Entirely appropriate, then, that his life story should take some telling. This doorstopper of a book, you may be surprised to learn, is volume three of his autobiography. Lesser mortals might content themselves with one or two tomes. Simpson has finished his third and he's not even 60. More must surely be in the offing. After all, he's still zipping all over the place, dashing from one war zone to another, bringing us tales of blood and bullets, flood, famine and pestilence. In another life he could have been the Fourth Horse man of the Apocalypse.
Much of the above is grossly unfair, of course. Simpson took a battering from the press over the 'BBC liberates Kabul' story, which he says was a joke. It obviously rankled, though. Big chunks of the book are devoted to explaining why television is a superior, more honest news medium than the press. He has a point here, but he protests too much. 1 promised myself I wouldn't give another newspaper interview for a very long time,' he says in chapter two. 'John Simpson will be available for interview on publication.' says Macmillan.
The Spectator also comes in for a bit of a knock, loyal readers will be horrified to hear. Simpson was its associate editor in the 1990s, he informs us, 'in the days when The Spectator was a magazine for good writing, rather than simply a political vehicle for right-wing Conservatism'. Crikey!
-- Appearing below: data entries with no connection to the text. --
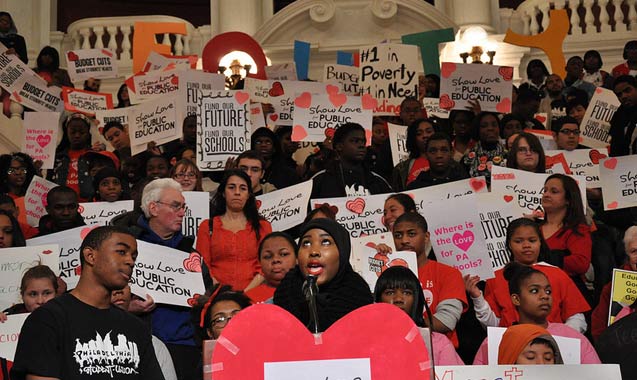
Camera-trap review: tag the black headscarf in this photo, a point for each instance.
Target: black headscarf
(347, 291)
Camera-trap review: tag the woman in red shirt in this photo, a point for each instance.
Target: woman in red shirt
(230, 246)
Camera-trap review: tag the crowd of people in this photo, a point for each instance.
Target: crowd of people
(556, 284)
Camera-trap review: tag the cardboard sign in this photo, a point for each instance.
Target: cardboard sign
(398, 142)
(14, 262)
(40, 136)
(346, 76)
(491, 85)
(287, 207)
(318, 116)
(168, 275)
(35, 199)
(596, 122)
(11, 334)
(524, 189)
(86, 102)
(223, 127)
(101, 213)
(389, 73)
(69, 242)
(623, 293)
(582, 162)
(91, 63)
(456, 235)
(619, 182)
(154, 120)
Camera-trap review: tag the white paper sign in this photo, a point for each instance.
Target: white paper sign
(40, 136)
(356, 369)
(169, 276)
(619, 182)
(490, 85)
(596, 122)
(10, 333)
(101, 213)
(91, 63)
(287, 207)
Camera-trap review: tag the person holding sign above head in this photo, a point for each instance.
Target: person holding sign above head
(527, 246)
(323, 256)
(532, 297)
(348, 175)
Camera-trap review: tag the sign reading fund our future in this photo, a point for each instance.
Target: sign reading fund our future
(223, 127)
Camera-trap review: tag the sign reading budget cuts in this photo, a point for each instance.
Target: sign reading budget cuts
(223, 127)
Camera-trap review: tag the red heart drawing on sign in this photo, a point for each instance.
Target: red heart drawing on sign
(357, 206)
(276, 90)
(193, 263)
(356, 335)
(43, 140)
(304, 100)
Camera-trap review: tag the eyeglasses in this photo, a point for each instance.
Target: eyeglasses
(174, 206)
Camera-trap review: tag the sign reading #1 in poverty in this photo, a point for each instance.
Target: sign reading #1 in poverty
(91, 63)
(488, 84)
(223, 127)
(389, 73)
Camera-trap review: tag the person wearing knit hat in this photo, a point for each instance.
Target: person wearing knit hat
(324, 251)
(528, 344)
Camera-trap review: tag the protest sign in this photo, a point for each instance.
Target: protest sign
(69, 242)
(524, 189)
(361, 215)
(389, 73)
(40, 136)
(101, 213)
(153, 120)
(10, 334)
(35, 199)
(619, 182)
(317, 116)
(197, 210)
(346, 76)
(398, 142)
(456, 235)
(582, 162)
(596, 122)
(223, 127)
(86, 102)
(168, 275)
(14, 262)
(623, 294)
(91, 63)
(490, 85)
(287, 207)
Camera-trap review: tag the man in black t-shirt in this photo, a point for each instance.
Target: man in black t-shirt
(80, 335)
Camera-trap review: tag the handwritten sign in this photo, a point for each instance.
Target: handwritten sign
(287, 207)
(357, 369)
(346, 76)
(169, 276)
(389, 73)
(456, 235)
(86, 102)
(490, 85)
(596, 122)
(318, 116)
(40, 136)
(35, 199)
(101, 213)
(14, 262)
(223, 127)
(619, 182)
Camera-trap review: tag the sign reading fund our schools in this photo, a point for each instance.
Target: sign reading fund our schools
(223, 127)
(490, 85)
(389, 73)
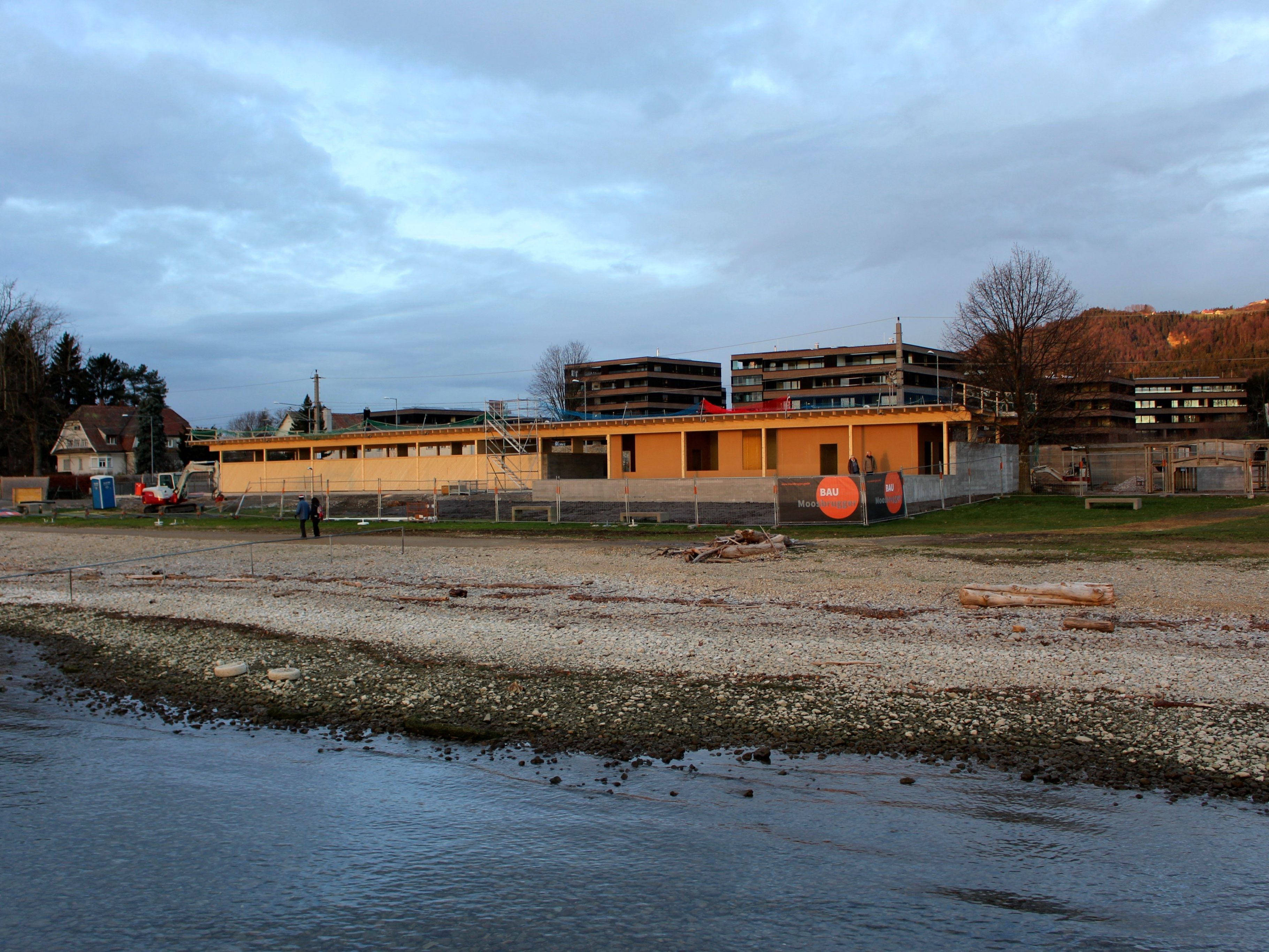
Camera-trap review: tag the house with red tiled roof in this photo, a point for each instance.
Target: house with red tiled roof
(102, 440)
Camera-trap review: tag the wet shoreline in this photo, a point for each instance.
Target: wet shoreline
(354, 687)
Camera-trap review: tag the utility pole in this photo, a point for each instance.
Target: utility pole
(319, 423)
(899, 362)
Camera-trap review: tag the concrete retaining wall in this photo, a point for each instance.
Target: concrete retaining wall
(709, 490)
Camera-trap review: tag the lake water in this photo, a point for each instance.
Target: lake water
(121, 835)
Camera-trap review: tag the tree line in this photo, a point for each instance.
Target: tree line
(45, 376)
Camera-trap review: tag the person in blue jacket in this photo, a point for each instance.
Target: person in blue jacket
(303, 512)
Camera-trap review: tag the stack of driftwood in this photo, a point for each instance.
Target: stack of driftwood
(1080, 593)
(742, 544)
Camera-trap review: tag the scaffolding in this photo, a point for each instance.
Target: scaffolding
(512, 443)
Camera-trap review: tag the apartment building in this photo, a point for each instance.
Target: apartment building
(847, 378)
(643, 386)
(1102, 412)
(1178, 408)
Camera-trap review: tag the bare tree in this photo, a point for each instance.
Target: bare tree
(30, 414)
(1022, 334)
(254, 422)
(550, 382)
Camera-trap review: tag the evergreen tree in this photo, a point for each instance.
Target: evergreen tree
(107, 381)
(152, 445)
(68, 380)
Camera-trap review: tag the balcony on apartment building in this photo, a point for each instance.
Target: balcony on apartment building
(844, 378)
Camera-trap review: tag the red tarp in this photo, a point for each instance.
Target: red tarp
(766, 407)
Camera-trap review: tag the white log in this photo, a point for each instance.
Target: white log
(1084, 593)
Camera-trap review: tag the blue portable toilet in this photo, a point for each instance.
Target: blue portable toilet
(103, 493)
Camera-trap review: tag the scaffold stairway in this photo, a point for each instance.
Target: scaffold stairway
(503, 441)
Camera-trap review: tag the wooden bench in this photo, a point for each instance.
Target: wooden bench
(549, 509)
(636, 517)
(1111, 501)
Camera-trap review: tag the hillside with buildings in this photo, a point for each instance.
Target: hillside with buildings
(1216, 343)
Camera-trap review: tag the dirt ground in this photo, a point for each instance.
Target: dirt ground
(875, 631)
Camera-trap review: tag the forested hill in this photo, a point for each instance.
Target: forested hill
(1228, 342)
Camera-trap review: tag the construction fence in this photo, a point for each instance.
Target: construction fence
(1216, 466)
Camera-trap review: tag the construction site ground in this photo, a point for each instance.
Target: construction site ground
(855, 643)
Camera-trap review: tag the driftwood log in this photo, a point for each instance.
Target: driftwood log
(1081, 593)
(1088, 624)
(742, 544)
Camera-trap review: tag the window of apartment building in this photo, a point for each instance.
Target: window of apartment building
(828, 459)
(285, 455)
(752, 450)
(702, 451)
(805, 365)
(337, 454)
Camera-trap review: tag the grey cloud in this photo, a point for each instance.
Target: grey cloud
(674, 176)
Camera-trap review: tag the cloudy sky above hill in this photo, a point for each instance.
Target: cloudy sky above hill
(418, 197)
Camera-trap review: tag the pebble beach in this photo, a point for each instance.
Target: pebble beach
(615, 648)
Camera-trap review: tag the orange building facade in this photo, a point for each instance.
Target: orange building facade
(476, 456)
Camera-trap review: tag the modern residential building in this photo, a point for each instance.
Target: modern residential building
(913, 439)
(102, 440)
(643, 386)
(297, 421)
(1103, 412)
(1178, 408)
(847, 378)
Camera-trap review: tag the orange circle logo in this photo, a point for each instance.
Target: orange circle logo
(894, 490)
(838, 497)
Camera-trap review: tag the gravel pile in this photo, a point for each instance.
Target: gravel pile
(839, 648)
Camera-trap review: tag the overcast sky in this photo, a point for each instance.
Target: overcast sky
(406, 195)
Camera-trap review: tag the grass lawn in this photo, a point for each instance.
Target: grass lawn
(1197, 520)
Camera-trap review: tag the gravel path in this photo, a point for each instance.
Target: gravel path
(871, 626)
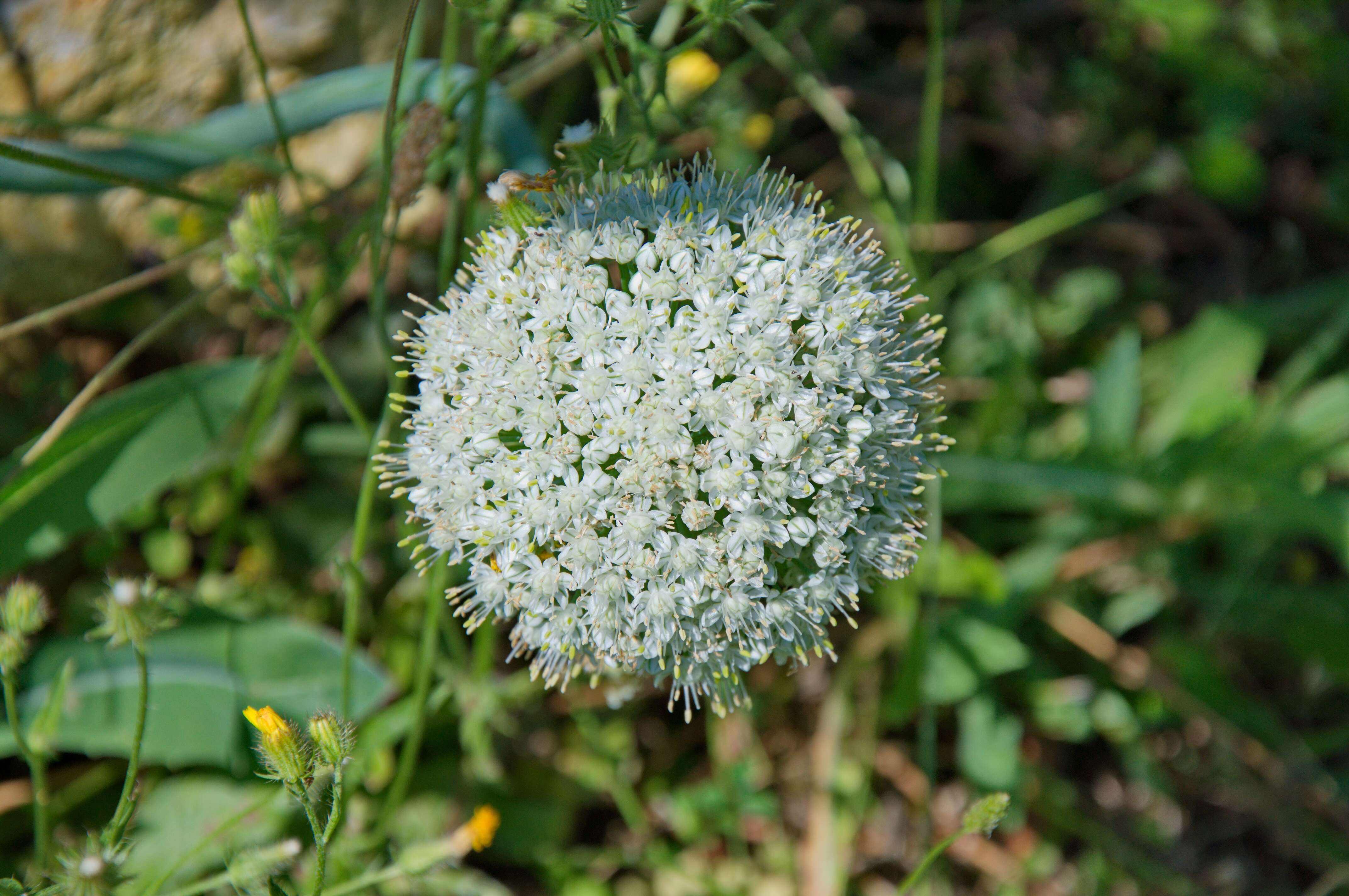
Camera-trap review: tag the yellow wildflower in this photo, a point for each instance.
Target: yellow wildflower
(689, 75)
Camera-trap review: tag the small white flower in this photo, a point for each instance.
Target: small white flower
(674, 428)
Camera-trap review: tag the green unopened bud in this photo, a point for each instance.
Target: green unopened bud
(14, 648)
(987, 814)
(25, 609)
(332, 737)
(533, 27)
(265, 215)
(284, 752)
(132, 612)
(242, 272)
(516, 211)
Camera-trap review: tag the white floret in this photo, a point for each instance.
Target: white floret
(672, 428)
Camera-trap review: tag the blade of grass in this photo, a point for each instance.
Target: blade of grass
(79, 169)
(104, 295)
(99, 381)
(283, 138)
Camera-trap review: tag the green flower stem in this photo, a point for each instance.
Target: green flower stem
(218, 832)
(465, 195)
(378, 264)
(926, 865)
(846, 129)
(37, 771)
(355, 584)
(80, 169)
(283, 138)
(930, 119)
(127, 802)
(330, 373)
(422, 689)
(268, 401)
(119, 362)
(609, 40)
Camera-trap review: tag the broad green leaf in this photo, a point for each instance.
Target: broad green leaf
(1113, 409)
(1132, 609)
(988, 747)
(1201, 378)
(1061, 709)
(996, 651)
(1113, 717)
(184, 811)
(228, 133)
(203, 674)
(126, 449)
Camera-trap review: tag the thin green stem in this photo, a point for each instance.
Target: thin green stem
(216, 833)
(609, 38)
(335, 382)
(422, 689)
(283, 138)
(846, 129)
(127, 802)
(921, 872)
(355, 582)
(104, 295)
(378, 266)
(95, 173)
(268, 403)
(37, 771)
(106, 376)
(930, 119)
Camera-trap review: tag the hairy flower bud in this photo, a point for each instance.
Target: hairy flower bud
(675, 427)
(132, 612)
(985, 814)
(284, 752)
(24, 610)
(334, 739)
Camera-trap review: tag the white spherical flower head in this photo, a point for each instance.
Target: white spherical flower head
(674, 428)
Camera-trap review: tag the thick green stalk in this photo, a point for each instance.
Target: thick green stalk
(37, 771)
(127, 802)
(92, 172)
(355, 584)
(422, 689)
(930, 119)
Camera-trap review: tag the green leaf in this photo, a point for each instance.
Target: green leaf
(202, 677)
(946, 677)
(1113, 409)
(125, 450)
(1202, 378)
(183, 811)
(988, 747)
(996, 651)
(1132, 609)
(228, 133)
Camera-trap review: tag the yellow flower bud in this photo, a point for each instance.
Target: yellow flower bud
(287, 756)
(689, 75)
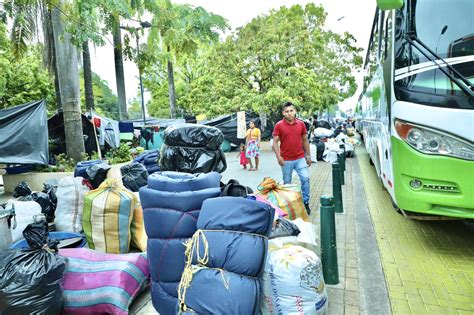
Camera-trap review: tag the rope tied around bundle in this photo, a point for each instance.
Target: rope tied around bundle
(193, 249)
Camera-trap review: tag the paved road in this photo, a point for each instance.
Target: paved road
(428, 265)
(268, 168)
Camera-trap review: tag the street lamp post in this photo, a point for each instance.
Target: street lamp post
(143, 25)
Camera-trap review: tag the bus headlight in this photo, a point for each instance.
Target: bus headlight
(431, 141)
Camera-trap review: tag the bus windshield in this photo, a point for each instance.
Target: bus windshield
(447, 28)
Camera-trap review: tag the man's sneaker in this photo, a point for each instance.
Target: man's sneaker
(308, 210)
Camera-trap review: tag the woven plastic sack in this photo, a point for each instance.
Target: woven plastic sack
(293, 282)
(70, 195)
(107, 217)
(288, 197)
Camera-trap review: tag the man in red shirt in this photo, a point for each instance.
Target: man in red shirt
(293, 152)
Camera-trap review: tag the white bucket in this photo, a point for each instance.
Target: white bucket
(5, 233)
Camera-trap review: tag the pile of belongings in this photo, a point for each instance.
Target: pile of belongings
(192, 149)
(150, 160)
(226, 256)
(171, 205)
(287, 197)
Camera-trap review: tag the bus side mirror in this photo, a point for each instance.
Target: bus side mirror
(389, 4)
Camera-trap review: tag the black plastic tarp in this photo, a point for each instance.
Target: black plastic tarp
(58, 137)
(152, 121)
(24, 134)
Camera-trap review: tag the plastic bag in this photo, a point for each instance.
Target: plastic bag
(50, 187)
(97, 173)
(22, 190)
(192, 160)
(47, 206)
(234, 189)
(30, 279)
(284, 228)
(192, 135)
(134, 176)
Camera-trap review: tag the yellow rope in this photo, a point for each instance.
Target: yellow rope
(193, 248)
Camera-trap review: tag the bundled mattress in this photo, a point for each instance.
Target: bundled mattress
(171, 204)
(226, 257)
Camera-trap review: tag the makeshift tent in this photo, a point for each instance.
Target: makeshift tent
(58, 138)
(153, 135)
(24, 134)
(108, 128)
(228, 125)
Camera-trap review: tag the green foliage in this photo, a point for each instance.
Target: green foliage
(287, 55)
(106, 102)
(22, 80)
(121, 154)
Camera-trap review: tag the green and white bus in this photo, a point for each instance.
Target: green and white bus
(417, 106)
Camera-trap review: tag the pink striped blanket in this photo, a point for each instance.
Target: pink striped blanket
(98, 283)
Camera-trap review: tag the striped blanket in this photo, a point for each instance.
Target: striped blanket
(98, 283)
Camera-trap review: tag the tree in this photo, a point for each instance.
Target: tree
(68, 77)
(22, 80)
(285, 55)
(177, 31)
(106, 102)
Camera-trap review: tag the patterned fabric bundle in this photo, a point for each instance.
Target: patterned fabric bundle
(98, 283)
(107, 217)
(226, 257)
(288, 197)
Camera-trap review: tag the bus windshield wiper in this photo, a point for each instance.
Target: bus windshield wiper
(466, 86)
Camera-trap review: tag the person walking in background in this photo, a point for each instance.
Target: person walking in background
(291, 147)
(243, 158)
(252, 143)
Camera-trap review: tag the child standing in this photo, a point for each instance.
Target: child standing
(243, 158)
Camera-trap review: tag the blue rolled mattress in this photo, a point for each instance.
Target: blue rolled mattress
(232, 235)
(170, 219)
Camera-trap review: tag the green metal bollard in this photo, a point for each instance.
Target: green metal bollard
(336, 188)
(343, 147)
(328, 241)
(341, 163)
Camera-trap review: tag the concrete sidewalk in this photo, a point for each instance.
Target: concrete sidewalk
(361, 287)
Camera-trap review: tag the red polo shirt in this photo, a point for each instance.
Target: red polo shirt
(291, 139)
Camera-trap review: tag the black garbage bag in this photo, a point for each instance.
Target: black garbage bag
(193, 135)
(134, 176)
(50, 187)
(47, 206)
(97, 173)
(284, 228)
(192, 160)
(30, 279)
(150, 160)
(22, 190)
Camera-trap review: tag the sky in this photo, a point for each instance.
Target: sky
(343, 15)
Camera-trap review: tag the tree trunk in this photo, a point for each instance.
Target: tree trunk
(68, 77)
(171, 89)
(119, 76)
(88, 91)
(50, 52)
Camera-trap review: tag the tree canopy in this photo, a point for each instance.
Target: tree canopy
(288, 54)
(22, 80)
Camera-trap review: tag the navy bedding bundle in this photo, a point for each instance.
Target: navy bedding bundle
(171, 204)
(226, 256)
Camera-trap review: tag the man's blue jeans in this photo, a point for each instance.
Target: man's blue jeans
(301, 169)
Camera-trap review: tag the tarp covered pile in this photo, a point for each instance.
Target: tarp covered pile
(172, 202)
(24, 134)
(193, 149)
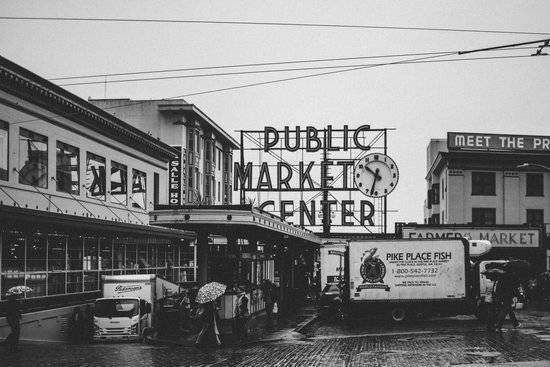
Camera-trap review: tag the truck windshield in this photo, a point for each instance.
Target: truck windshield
(116, 307)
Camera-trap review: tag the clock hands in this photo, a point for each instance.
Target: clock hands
(376, 177)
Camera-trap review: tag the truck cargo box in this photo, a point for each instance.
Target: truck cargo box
(408, 270)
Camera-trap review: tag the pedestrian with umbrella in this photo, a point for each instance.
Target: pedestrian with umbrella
(506, 289)
(207, 315)
(13, 315)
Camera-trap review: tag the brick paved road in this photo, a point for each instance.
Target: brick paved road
(430, 343)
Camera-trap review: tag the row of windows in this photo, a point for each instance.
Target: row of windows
(33, 170)
(57, 264)
(484, 183)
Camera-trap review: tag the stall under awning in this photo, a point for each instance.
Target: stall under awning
(238, 220)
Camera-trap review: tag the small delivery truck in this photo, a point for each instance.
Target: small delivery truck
(127, 309)
(410, 277)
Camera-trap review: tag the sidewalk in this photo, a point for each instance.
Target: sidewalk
(284, 327)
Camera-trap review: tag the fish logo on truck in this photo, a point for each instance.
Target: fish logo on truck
(127, 288)
(372, 271)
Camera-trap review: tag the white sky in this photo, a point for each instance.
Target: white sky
(421, 101)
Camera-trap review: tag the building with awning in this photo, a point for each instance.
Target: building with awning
(240, 245)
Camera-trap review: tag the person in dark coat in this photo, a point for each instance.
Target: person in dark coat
(209, 334)
(504, 293)
(13, 316)
(241, 318)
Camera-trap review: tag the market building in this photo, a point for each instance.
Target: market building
(495, 186)
(76, 188)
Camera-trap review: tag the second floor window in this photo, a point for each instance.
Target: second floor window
(534, 184)
(95, 176)
(139, 189)
(535, 216)
(67, 178)
(4, 151)
(483, 216)
(119, 183)
(33, 158)
(483, 183)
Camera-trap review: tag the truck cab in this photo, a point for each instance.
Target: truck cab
(121, 318)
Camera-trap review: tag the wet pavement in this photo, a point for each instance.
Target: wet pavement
(353, 342)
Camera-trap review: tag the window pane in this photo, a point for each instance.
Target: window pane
(95, 176)
(11, 279)
(56, 253)
(119, 183)
(535, 216)
(131, 257)
(119, 256)
(74, 282)
(535, 186)
(67, 168)
(142, 256)
(56, 283)
(36, 253)
(483, 183)
(13, 252)
(152, 255)
(483, 216)
(74, 253)
(90, 253)
(37, 282)
(4, 150)
(105, 254)
(139, 189)
(33, 159)
(91, 281)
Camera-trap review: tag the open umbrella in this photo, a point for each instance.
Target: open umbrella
(20, 289)
(519, 268)
(210, 291)
(494, 274)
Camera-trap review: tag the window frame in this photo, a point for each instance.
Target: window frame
(483, 188)
(536, 191)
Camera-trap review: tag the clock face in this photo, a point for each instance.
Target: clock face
(376, 175)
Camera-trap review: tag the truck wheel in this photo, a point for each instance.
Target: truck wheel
(398, 314)
(146, 334)
(482, 312)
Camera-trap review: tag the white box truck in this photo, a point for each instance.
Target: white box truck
(127, 309)
(408, 277)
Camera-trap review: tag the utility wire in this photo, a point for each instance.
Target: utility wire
(272, 82)
(264, 64)
(274, 24)
(279, 70)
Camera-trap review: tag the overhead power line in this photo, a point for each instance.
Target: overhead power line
(281, 70)
(278, 81)
(271, 24)
(160, 71)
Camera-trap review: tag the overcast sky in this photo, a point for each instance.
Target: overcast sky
(421, 101)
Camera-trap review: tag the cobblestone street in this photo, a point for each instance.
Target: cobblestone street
(432, 342)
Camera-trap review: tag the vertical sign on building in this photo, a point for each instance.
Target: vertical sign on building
(174, 180)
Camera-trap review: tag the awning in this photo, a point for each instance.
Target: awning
(23, 219)
(240, 220)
Newspaper correspondents tend to hunt in packs, Simpson notes with a certain disdain. He doesn't really explain that a BBC crew has rather more back-up than a solitary reporter in the field. Which newspaper would be happy to fork out $50.000 to charter an impromptu flight to get its bighitter into the heart of the action?
Simpson, as this book makes abundantly clear, is a man of contradictions. He is selfcritical and self-regarding, honest and disingenuous, pompous and self-deprecating almost in the same breath. To his credit he has barely a bad word to say of his BBC colleagues. He is a generous, avuncular soul, that is when he is not telling fixers to fuck off and bring him fried eggs or squaring off against a colleague who has dared
to venture onto his turf. I have not had the good fortune to meet Simpson, but imagine he is a brilliant raconteur.
He is also an astute observer of the international media scene, noting with disappointment how the race for ratings among American networks has resulted in a steep decline in foreign news reporting and the rise of crass infotainment. A Reithian to the core, he believes the BBC must retain the licence fee and has a supreme duty to inform. Looking at the American media model, it is difficult to disagree. This is not to say, as Simpson claims, that the fall of Kabul (which he covered) 'marked the point at which the BBC emerged finally as the dominant force in international television broadcasting'. It is surely a parochial omission not to give Al Jazeera, the freewheeling. scoopy Arabic language satellite channel, a single mention. This, after all, was the network which broadcast the notorious Osama bin Laden tape, revealed the Al-Qa'eda masterminds behind 11 September and is beginning to blaze a trail in Middle East reporting.
There may be nothing worse than journalists writing about journalists (except, perhaps, journalists writing about journalists writing about journalists), but Simpson pulls it off in lively, racy style. He reminds me of Tony Curtis reflecting on his glory days as a gilded Hollywood youth and subsequent lifelong infatuation with himself: 'Everyone was crazy about me. I was nuts about me.'
Justin Marozzi is writing a history of Tamerlane for HatperCollins.